Thursday, October 19, 2006

More on Faith in Public Life

I had one of those "NPR driveway moments" yesterday as I came home from a long two days of meetings and presentations in New York City. The story was called "Republicans Zig: Will Christian Conservatives Zag?" and it was about how some chapters of the Christian Coalition are leaving the national organization because it has become too concerned with issues like the environment, poverty and sex trafficking rather than only concentrating on abortion and same sex marriage. One of the men they interviewed said that the key family issue facing Ohio voters was banning same sex marriage.

Could anyone really believe that?
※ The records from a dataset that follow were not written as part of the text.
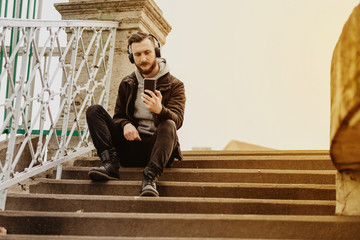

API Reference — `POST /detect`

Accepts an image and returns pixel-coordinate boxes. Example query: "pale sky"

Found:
[44,0,359,150]
[155,0,359,150]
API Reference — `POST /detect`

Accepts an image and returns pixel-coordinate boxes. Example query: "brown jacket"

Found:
[113,72,186,162]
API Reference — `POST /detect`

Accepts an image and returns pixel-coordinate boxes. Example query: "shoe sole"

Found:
[140,190,159,197]
[88,171,120,181]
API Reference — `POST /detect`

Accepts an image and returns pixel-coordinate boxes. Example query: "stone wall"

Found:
[330,2,360,215]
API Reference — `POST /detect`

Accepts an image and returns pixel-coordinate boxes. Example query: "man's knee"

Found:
[158,119,176,133]
[86,104,103,118]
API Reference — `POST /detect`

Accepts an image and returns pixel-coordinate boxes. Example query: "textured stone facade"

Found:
[330,3,360,215]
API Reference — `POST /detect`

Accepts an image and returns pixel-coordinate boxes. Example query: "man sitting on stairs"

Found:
[86,32,185,196]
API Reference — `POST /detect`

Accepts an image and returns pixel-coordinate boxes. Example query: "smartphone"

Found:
[144,78,156,96]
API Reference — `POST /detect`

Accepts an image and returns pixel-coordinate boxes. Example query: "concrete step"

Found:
[6,193,335,215]
[54,167,336,184]
[0,211,360,239]
[30,179,335,200]
[2,234,245,240]
[74,155,335,170]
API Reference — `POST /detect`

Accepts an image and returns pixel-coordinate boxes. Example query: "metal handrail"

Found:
[0,19,118,210]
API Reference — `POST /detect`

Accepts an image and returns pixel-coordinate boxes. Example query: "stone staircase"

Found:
[0,151,360,240]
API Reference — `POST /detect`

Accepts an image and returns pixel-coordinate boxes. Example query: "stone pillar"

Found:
[330,2,360,216]
[55,0,171,115]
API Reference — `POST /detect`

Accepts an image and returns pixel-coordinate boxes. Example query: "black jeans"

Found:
[86,105,176,176]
With millions of children in the United States going to bed hungry, with millions of children living in the foster care system, with half of marriages ending in divorce, with increasing violence against women, and girls, with failing school systems and millions of uninsured families (you get the point) - the number one family issue is stopping the committed gay or lesbian couple down the street from getting married?? No wonder the Christian Coalition is worried about losing members and voters.

But the story also raised the issue of people voting for leaders who articulate their faith. This came up in the panel I moderated on Tuesday night at the 92nd Street Y with Dr. Marty Klein, Joan Bertin, and Rev. Barry Lynn. Bertin and Klein argued that our elected officials' faith has no place in their policy making role.
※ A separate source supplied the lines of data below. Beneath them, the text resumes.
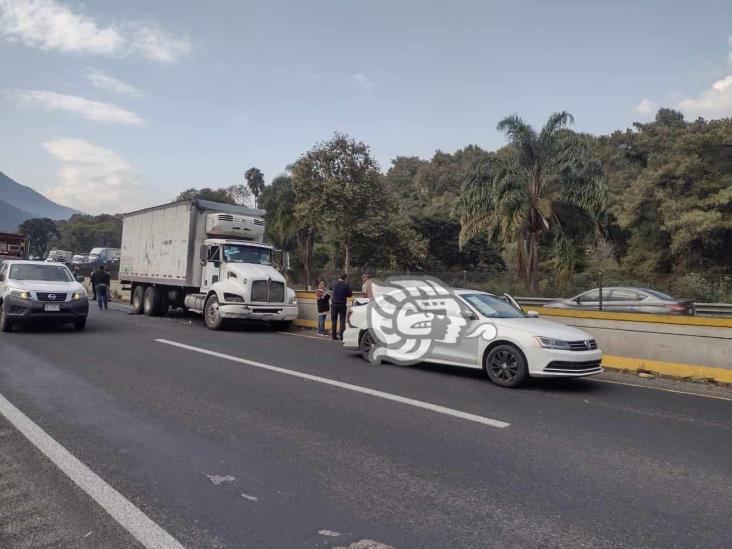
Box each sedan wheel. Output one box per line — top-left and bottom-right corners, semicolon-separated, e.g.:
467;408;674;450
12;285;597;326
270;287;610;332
483;344;529;387
358;330;381;364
I couldn't disagree more. Our faith informs our values, our attitudes, and our own decision-making. It surely should not be the only factor in deciding how one feels and votes, either as an elected official or as a member of the electorate, but there is no question that my commitment to not only sexual justice but the common good is at least partially based in my own beliefs and faith commitments. There is a role for both faith and science in public life and public policy decisions, and we would be better off if people on all sides of the ideological spectrum began to accept that.